Tuesday, October 21, 2014

Who wrote The Murder of Roger Ackroyd? Would Agatha Christie have made Marple and Poirot vouch for an unreliable narrator/murderer?

It is unlikely that the same personality who wrote most of Agatha Christie’s novels wrote this one, since both Caroline Sheppard (the prototype for Miss Marple) and Hercule Poirot are employed to establish the credibility of Dr. Sheppard, the narrator/murderer.

Caroline establishes his credibility by knowing him his whole life (they are siblings), and currently living with him, yet detecting nothing more about him than that he is “weak.” Poirot, through most of this novel, refers to him as a substitute Hastings, his former, trustworthy sidekick (like Sherlock Holmes’s Dr. Watson).

Whose idea was it to write a detective novel with an unreliable narrator? It was suggested to Agatha Christie by two people. James Watts said, “Why not have a Watson do the murder?” And Lord Louis Mountbattan “did not merely offer the device but explained exactly how it should be used. Agatha very rarely took advice on her plots…And only she could have pulled it off so completely. Only she had the requisite control, the willingness to absent herself from the authorial scene and let the plot shine clear” (1, p. 155).

My theory is that, when these suggestions were made, they were responded to by one of Agatha Christie’s personalities who, ordinarily, would have taken the role of a villain. In short, this novel was mostly written by the Dr. Sheppard personality, just as it appears to be.

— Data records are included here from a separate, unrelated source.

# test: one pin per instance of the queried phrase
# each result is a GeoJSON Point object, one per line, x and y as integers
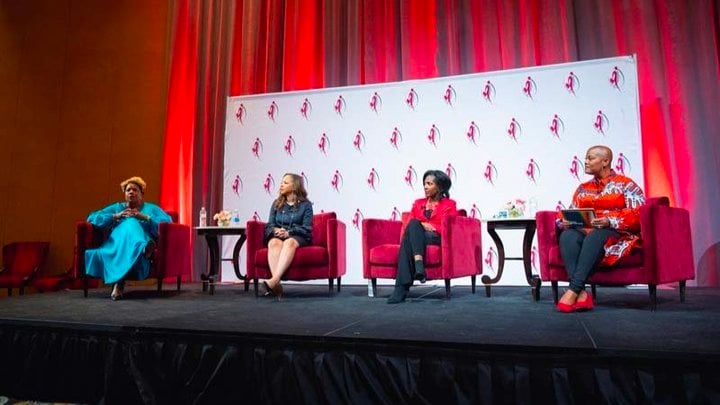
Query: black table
{"type": "Point", "coordinates": [528, 224]}
{"type": "Point", "coordinates": [213, 234]}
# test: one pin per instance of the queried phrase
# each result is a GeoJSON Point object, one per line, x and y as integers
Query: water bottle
{"type": "Point", "coordinates": [203, 217]}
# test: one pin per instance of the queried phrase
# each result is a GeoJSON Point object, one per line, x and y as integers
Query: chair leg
{"type": "Point", "coordinates": [652, 288]}
{"type": "Point", "coordinates": [682, 291]}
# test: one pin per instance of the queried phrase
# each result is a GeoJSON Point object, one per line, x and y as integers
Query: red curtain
{"type": "Point", "coordinates": [283, 45]}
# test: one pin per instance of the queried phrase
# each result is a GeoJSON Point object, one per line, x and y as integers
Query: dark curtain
{"type": "Point", "coordinates": [283, 45]}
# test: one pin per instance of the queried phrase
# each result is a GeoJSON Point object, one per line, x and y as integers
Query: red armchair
{"type": "Point", "coordinates": [21, 261]}
{"type": "Point", "coordinates": [459, 255]}
{"type": "Point", "coordinates": [324, 258]}
{"type": "Point", "coordinates": [665, 256]}
{"type": "Point", "coordinates": [171, 257]}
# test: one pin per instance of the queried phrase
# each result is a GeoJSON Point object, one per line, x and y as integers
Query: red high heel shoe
{"type": "Point", "coordinates": [586, 304]}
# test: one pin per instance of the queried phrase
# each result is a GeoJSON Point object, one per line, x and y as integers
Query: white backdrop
{"type": "Point", "coordinates": [500, 136]}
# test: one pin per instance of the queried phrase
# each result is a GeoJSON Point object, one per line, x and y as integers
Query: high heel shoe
{"type": "Point", "coordinates": [586, 304]}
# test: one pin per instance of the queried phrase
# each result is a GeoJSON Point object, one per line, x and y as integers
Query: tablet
{"type": "Point", "coordinates": [581, 217]}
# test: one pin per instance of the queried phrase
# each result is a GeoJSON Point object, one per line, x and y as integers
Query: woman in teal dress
{"type": "Point", "coordinates": [133, 228]}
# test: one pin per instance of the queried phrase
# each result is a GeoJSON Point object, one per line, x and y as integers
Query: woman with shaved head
{"type": "Point", "coordinates": [616, 200]}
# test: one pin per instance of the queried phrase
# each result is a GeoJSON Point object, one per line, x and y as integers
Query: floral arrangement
{"type": "Point", "coordinates": [223, 218]}
{"type": "Point", "coordinates": [515, 208]}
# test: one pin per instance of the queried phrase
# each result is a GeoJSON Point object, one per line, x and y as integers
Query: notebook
{"type": "Point", "coordinates": [581, 217]}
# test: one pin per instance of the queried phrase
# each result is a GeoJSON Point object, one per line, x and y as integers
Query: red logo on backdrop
{"type": "Point", "coordinates": [357, 219]}
{"type": "Point", "coordinates": [575, 166]}
{"type": "Point", "coordinates": [412, 99]}
{"type": "Point", "coordinates": [557, 126]}
{"type": "Point", "coordinates": [532, 171]}
{"type": "Point", "coordinates": [434, 135]}
{"type": "Point", "coordinates": [340, 105]}
{"type": "Point", "coordinates": [336, 181]}
{"type": "Point", "coordinates": [323, 144]}
{"type": "Point", "coordinates": [617, 78]}
{"type": "Point", "coordinates": [602, 123]}
{"type": "Point", "coordinates": [289, 145]}
{"type": "Point", "coordinates": [241, 113]}
{"type": "Point", "coordinates": [475, 212]}
{"type": "Point", "coordinates": [490, 173]}
{"type": "Point", "coordinates": [514, 129]}
{"type": "Point", "coordinates": [359, 141]}
{"type": "Point", "coordinates": [410, 177]}
{"type": "Point", "coordinates": [622, 165]}
{"type": "Point", "coordinates": [396, 138]}
{"type": "Point", "coordinates": [269, 184]}
{"type": "Point", "coordinates": [489, 92]}
{"type": "Point", "coordinates": [237, 185]}
{"type": "Point", "coordinates": [306, 109]}
{"type": "Point", "coordinates": [490, 258]}
{"type": "Point", "coordinates": [450, 95]}
{"type": "Point", "coordinates": [375, 103]}
{"type": "Point", "coordinates": [373, 178]}
{"type": "Point", "coordinates": [572, 83]}
{"type": "Point", "coordinates": [257, 148]}
{"type": "Point", "coordinates": [273, 111]}
{"type": "Point", "coordinates": [473, 132]}
{"type": "Point", "coordinates": [450, 171]}
{"type": "Point", "coordinates": [530, 87]}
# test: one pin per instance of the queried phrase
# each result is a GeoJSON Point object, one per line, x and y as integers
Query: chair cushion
{"type": "Point", "coordinates": [386, 255]}
{"type": "Point", "coordinates": [305, 256]}
{"type": "Point", "coordinates": [635, 259]}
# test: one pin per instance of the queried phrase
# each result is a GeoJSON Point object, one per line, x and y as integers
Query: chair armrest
{"type": "Point", "coordinates": [336, 239]}
{"type": "Point", "coordinates": [547, 237]}
{"type": "Point", "coordinates": [255, 231]}
{"type": "Point", "coordinates": [173, 249]}
{"type": "Point", "coordinates": [461, 245]}
{"type": "Point", "coordinates": [667, 242]}
{"type": "Point", "coordinates": [376, 232]}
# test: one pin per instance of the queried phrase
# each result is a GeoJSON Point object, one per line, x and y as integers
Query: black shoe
{"type": "Point", "coordinates": [398, 295]}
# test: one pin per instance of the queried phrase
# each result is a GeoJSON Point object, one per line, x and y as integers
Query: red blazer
{"type": "Point", "coordinates": [445, 207]}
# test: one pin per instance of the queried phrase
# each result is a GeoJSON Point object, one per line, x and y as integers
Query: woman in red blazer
{"type": "Point", "coordinates": [423, 228]}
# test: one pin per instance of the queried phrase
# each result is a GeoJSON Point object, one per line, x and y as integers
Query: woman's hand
{"type": "Point", "coordinates": [600, 223]}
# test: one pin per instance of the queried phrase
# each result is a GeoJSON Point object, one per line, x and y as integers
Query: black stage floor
{"type": "Point", "coordinates": [348, 348]}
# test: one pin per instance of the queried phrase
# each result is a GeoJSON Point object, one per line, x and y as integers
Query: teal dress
{"type": "Point", "coordinates": [123, 251]}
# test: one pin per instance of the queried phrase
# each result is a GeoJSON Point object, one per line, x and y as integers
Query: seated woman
{"type": "Point", "coordinates": [422, 229]}
{"type": "Point", "coordinates": [133, 228]}
{"type": "Point", "coordinates": [616, 200]}
{"type": "Point", "coordinates": [288, 228]}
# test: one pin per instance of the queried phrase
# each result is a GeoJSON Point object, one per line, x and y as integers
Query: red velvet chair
{"type": "Point", "coordinates": [21, 261]}
{"type": "Point", "coordinates": [459, 255]}
{"type": "Point", "coordinates": [171, 258]}
{"type": "Point", "coordinates": [666, 254]}
{"type": "Point", "coordinates": [324, 258]}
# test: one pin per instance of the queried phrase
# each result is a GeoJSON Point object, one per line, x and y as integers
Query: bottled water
{"type": "Point", "coordinates": [203, 217]}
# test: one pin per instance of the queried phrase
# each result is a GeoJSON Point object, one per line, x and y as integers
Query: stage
{"type": "Point", "coordinates": [348, 348]}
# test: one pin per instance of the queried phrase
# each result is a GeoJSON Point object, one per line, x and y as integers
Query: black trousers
{"type": "Point", "coordinates": [581, 252]}
{"type": "Point", "coordinates": [414, 241]}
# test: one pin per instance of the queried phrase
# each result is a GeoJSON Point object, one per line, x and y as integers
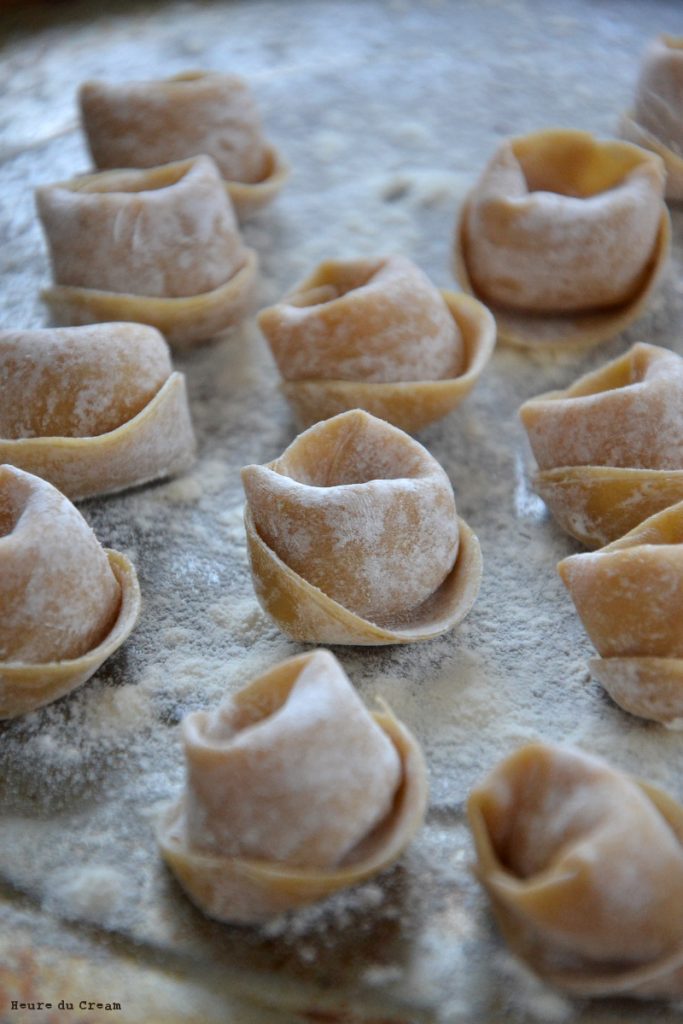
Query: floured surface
{"type": "Point", "coordinates": [387, 114]}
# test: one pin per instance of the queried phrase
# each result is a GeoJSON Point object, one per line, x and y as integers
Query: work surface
{"type": "Point", "coordinates": [386, 113]}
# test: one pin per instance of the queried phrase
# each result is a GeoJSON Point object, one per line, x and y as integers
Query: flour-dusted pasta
{"type": "Point", "coordinates": [656, 119]}
{"type": "Point", "coordinates": [294, 791]}
{"type": "Point", "coordinates": [353, 537]}
{"type": "Point", "coordinates": [143, 124]}
{"type": "Point", "coordinates": [66, 603]}
{"type": "Point", "coordinates": [563, 237]}
{"type": "Point", "coordinates": [159, 247]}
{"type": "Point", "coordinates": [377, 335]}
{"type": "Point", "coordinates": [610, 446]}
{"type": "Point", "coordinates": [92, 409]}
{"type": "Point", "coordinates": [630, 598]}
{"type": "Point", "coordinates": [585, 870]}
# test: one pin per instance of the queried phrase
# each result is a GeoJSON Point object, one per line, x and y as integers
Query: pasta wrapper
{"type": "Point", "coordinates": [585, 870]}
{"type": "Point", "coordinates": [158, 247]}
{"type": "Point", "coordinates": [408, 404]}
{"type": "Point", "coordinates": [355, 525]}
{"type": "Point", "coordinates": [656, 122]}
{"type": "Point", "coordinates": [625, 418]}
{"type": "Point", "coordinates": [250, 890]}
{"type": "Point", "coordinates": [629, 596]}
{"type": "Point", "coordinates": [143, 124]}
{"type": "Point", "coordinates": [563, 238]}
{"type": "Point", "coordinates": [66, 604]}
{"type": "Point", "coordinates": [93, 410]}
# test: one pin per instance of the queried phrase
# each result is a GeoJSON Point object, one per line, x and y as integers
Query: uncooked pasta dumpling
{"type": "Point", "coordinates": [585, 870]}
{"type": "Point", "coordinates": [143, 124]}
{"type": "Point", "coordinates": [610, 446]}
{"type": "Point", "coordinates": [630, 598]}
{"type": "Point", "coordinates": [294, 790]}
{"type": "Point", "coordinates": [377, 335]}
{"type": "Point", "coordinates": [656, 119]}
{"type": "Point", "coordinates": [562, 237]}
{"type": "Point", "coordinates": [353, 537]}
{"type": "Point", "coordinates": [92, 409]}
{"type": "Point", "coordinates": [159, 247]}
{"type": "Point", "coordinates": [66, 603]}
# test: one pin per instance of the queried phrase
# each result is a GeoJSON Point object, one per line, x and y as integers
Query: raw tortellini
{"type": "Point", "coordinates": [610, 446]}
{"type": "Point", "coordinates": [66, 603]}
{"type": "Point", "coordinates": [377, 335]}
{"type": "Point", "coordinates": [92, 409]}
{"type": "Point", "coordinates": [656, 119]}
{"type": "Point", "coordinates": [159, 247]}
{"type": "Point", "coordinates": [353, 537]}
{"type": "Point", "coordinates": [563, 237]}
{"type": "Point", "coordinates": [585, 870]}
{"type": "Point", "coordinates": [294, 791]}
{"type": "Point", "coordinates": [630, 598]}
{"type": "Point", "coordinates": [143, 124]}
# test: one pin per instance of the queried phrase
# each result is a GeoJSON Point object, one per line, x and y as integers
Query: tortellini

This is not to say that regular Agatha Christie did not also participate. For example, on the first page of the novel, she may have made Dr. Sheppard begin two sentences with the phrase “To tell the truth” (2), which implies that he is a liar.

1. Laura Thompson. Agatha Christie: An English Mystery. Headline Review, 2007.
2. Agatha Christie. The Murder of Roger Ackroyd: A Hercule Poirot Mystery [1926]. New York, Black Dog & Leventhal, [?].